Magdeline Makola was locked for ten days in the boot of a car. Her abductor was sentenced to 8 years behind bars. Magdeline said that she was ‘quite happy with the sentence’, but added ‘I don’t have hatred or anger. In our Daily Prayer we always say forgive those who trespass against us – so we should prove that we can practise it.’
She’s saying the state was right to punish the criminal, and that she was right to forgive him. Civil ethics is based on justice, tempered by love. Personal ethics is based on love, tempered by justice.
(b) They act on God’s behalf to do us good, v4. The state ensures health and safety at work (since HSAW Act fatal injuries to employees dropped from over 600 in 1974 to under 100 last year), safeguards children and vulnerable adults, ensures that the sick and injured receive treatment, promotes health, guarantees liberty, provides education and training, ensures that food is fit to eat, water is clean, sewage is disposed of safely, and so on. It provides a stable environment where children can be raised, friendships nurtured, employment pursued, leisure interests enjoyed, and scientific research can be conducted, where arts, music and literature can flourish, and where we can sit in the comfort of our own homes and enjoy a nice cup of tea and a chat.
All this costs money. Therefore, pay your taxes willingly and honestly.
3. Their limits
The situation in the Roman empire would get even worse, but at the end of his life Paul would still be urging: ‘Remind the people to be subject to rulers and authorities’ (Tit 3:10).
Does this passage command unquestioning obedience to the state? Michael Cassidy (founder of African Enterprise): ‘On 8 October 1985 he was granted an interview with President P. W. Botha in Pretoria. It was the time of the National Initiative for Reconciliation, and Michael had hoped for signs of repentance and for the assurance that apartheid would be dismantled. He was to be bitterly disappointed. He says: ‘I was immediately aware on entry to the room that this was not to be the sort of encounter for which I had prayed. The President began by standing to read me part of Romans 13!’ He evidently imagined that this passage was enough to justify unequivocal support of the Nationalist Government’s apartheid policy.’ (Stott)
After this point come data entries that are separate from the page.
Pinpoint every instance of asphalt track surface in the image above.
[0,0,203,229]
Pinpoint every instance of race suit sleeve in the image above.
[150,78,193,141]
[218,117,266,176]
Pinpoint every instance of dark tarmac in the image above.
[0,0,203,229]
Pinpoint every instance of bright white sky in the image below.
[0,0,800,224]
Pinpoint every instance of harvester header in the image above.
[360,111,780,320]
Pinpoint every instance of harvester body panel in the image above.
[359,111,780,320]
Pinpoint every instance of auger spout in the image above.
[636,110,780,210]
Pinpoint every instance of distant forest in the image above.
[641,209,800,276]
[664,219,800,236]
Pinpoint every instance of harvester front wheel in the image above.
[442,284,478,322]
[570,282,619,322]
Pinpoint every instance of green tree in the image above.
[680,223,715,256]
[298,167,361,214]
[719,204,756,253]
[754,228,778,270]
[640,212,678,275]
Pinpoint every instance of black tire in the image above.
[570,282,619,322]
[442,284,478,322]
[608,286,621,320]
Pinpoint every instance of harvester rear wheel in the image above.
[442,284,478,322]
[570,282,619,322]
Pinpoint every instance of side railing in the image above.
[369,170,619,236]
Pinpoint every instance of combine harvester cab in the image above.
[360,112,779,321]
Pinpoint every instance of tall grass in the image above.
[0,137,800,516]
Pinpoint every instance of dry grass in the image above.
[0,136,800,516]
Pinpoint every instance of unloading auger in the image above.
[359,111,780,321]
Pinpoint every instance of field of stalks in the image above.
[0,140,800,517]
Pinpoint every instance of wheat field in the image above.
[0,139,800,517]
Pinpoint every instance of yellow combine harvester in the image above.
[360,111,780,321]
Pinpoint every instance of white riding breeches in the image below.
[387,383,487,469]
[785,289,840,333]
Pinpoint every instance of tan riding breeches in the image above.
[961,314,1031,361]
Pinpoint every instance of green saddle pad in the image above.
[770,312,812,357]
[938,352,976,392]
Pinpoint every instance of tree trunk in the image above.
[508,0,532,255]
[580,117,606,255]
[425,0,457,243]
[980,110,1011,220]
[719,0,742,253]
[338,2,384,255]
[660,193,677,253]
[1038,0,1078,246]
There are limits to the state’s authority. This is:-
- suggested by the fact that its authority is delegated, rather than absolute. There is a higher throne.
- implied by the language Paul uses – not obedience, but submission. He’s not talking about following orders blindly, but rather about recognising the place God has given to government in the ordering of our world.
- confirmed by the wider biblical context. The Hebrew midwives defied pharaoh (Ex 1), Daniel defied king Darius (Dan 6), Peter and the apostles defied the Jewish ruling council, Acts 5:29 – “We must obey God rather than men!”.
We are to obey right up to the point where in order to obey what the state requires we would have to disobey what God requires (and vice-versa). Hiding Jews in WW2.
Christianity is rapidly losing its privileged position in our country. Public expressions of the gospel are increasingly likely to get you into hot water. To share, however gently, your Christian faith with a colleague at work may be regarded as bullying and harassment. To affirm the Bible’s teaching on gender differences and marriage will get you labeled as sexist. To simply stand your ground when someone in authority asks you to be dishonest may make life very difficult for you: ‘Tell him I’m out.’
One thing is sure: if we have a proven track record of saying ‘yes’ to Caesar’s legitimate demands, then we will be in a better position to say ‘no’ to his illegitimate demands.
No, it’s not a joke. Being loyal subjects and paying our taxes is part of our service to God. We do so because all human authority is derived from God.
We follow them willingly and respectfully, but not blindly or uncritically.
And so we will be found faithful to the words of our Master: ‘Give to Caesar the things that belong to Caesar, and to God the things that belong to God.’